3. On a lightly oiled work surface, divide the dough into eight pieces. Roll each piece into a long, thin rope. Twist into pretzel shape.

Soft Pretzel

4. Give each pretzel a 30 second bath in the boiling water mixture, remove with a flat spatula and place on greased cookie sheet. Brush with egg wash and sprinkle with salt. Bake for 12-15 minutes until a deep, golden brown is achieved. Cool on a rack before serving.

Soft Pretzel

Jillian Bedell

Jillian Bedell is a writer and mother living in a farmhouse in Cushing, Maine. She is very good at talking about herself in the third person. She is co-author of Eating in Maine: At Home, On the Town, and On the Road.


  1. 1. Go to Bavaria.

    2. Have *B*retzels.

    3. Live the rest of your life in regret you’re stuck with pretzels.

    But in all seriousness, those look great, I just miss the ability to buy them on any street corner.

    Oh and that’s not because they were mass produced, no. They were hand made AND available on each street corner.

      1. Restaurant Grace is no Bavaria, but their sausage does come with a tiny soft pretzel, good enough to make you hate how small it is.

        And their foie gras three ways ain’t shabby either.

        1. I always run into a cost problem with stuff like this. It’s the Pai Men Miyake problem: If I know the pork belly buns cost $9 a dozen, it’s hard for me to pay that to eat just one or two. I haven’t tried the sausage and pretzel at Grace, but I would probably rather eat a dozen soft pretzels at home.

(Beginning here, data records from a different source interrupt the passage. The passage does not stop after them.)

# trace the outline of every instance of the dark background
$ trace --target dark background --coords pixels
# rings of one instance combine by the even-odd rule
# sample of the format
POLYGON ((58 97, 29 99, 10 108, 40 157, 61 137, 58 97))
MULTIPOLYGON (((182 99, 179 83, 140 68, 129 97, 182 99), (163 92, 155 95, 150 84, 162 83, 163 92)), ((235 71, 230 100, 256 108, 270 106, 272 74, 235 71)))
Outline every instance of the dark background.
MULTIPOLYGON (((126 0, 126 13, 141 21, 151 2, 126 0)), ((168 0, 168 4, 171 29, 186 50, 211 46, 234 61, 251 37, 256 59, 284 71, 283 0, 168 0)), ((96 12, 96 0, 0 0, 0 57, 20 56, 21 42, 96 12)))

          1. This is sadly true. Great food in Portland tends to be expensive. But expensive is still better than none.

  2. I live dangerously and use a food grade lye dip for my pretzels to get that authentic flavor, color and texture. It makes all the difference and makes them stand out enough that people are always trying to get the recipe, but that’s all I do different.
    Another, cheaper/easier trick to getting it more flavorful is to cook your baking soda on a baking sheet (1 hour at 250*F) before using it in a boiling water dip.

  3. ” Great post Jillian. My memories are a bit different — Baltimore Orioles games with my dad as a kid, and getting the huge soft pretzels from the vendors outside the stadium. An 8-year old’s best friends are a baseball mitt, a soft pretzel, and a trip to the ballpark (even if it was in the nosebleed seats!)

  4. Made these today. Used Anne’s tip and heated the baking soda beforehand. So delish! Even my picky daughter took one right off the cooling rack(it was gone in a snap)! I ventured into sweet territory and made some incorporating nutmeg and cinnamon in the dough, brushing with melted butter, and sprinkling with cinnamon/sugar. Fabulous. Thanks!

    1. I love the idea of taking these into sweet town. And I would like to dip the sweet result in cream cheese frosting. That is all.

  5. I just made these gluten free – instead of all-purpose wheat flour, subbed 2 cups brown rice flour, 1 cup potato starch, 1 cup tapioca starch, 2/3 cup almond meal, 2 tsp xanthan gum. YUM!

    1. I would try freezing them shaped, but unbaked, and without salt. Then, when you are ready to cook, try baking them right from frozen.

  6. Oh my Jillian, your Pretzels look perfect, just like in Germany!!! We used to eat them all the time, dipping it into mustard sauce or even some cheese sauce. Have to try your recipe 🙂
    Judit & Corina

  7. I made soft pretzels this past weekend (before I saw this recipe, but I believe it was the same). Mine didn’t turn the deep brown that yours did. Any ideas on why? Is this an oven problem or is there some specific part of the process or ingredients that make them that color??